Another disadvantage is the backups contain images of VMs of a certain hypervisor (e.g. VMware VMDKs). This means it would require the same hypervisor infrastructure at the recovery site. Historically, this would mean a customer would not be able to use a vendor like AWS or Azure as their recovery site, since they do not offer VMware. But this should be less of a problem moving forward as VMware is now available on AWS.
The final method, instant recovery from non-deduplicated backups, is when a vendor continually updates an un-deduplicated block image in the cloud. This solves the performance challenges with the deduplicated backups method, because the recovery image is stored in a native block format. Theoretically, this method could easily recover an entire data center without a performance issue.
It can also solve the second issue of the hypervisor limitations, because the recovery image can also be converted to whatever format is needed for a different hypervisor. For example, it would be possible to backup a VMware environment and convert the images to AMI format to be usable in AWS.
Companies that support this idea of continually updating an image usually do so incrementally; meaning each backup incrementally copies the new blocks to the recovery image so that it is up to date as of the most recent backup.

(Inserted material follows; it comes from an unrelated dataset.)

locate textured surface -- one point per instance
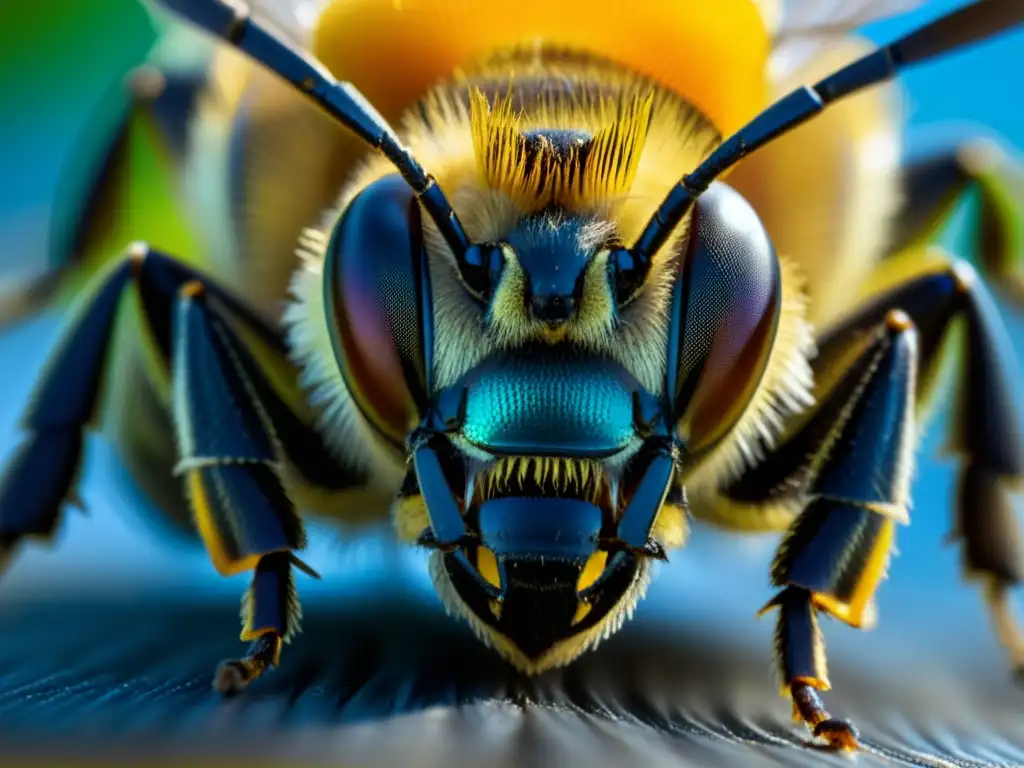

The downside to this method is it requires storing one or more copies of your data on cloud block storage, versus using the less-expensive object storage that cloud vendors offer. In Amazon terms, this means storing at least one copy of your data in EBS, instead of storing all of it in S3.
Cloud recovery will become the standard recovery mechanism for most companies. It simply makes too much financial sense. Companies that only support replicated traditional backups will be forced to adapt to instant recovery in the cloud. Companies that only support instant recovery from deduplicated backups will be forced to either address the performance limitations of doing so, or convert to the final method of updating a non-deduplicated image that is only used in a disaster. In a few years, the only companies left doing their own recovery infrastructure will be the largest enterprises that can build it and manage for less money than the alternatives.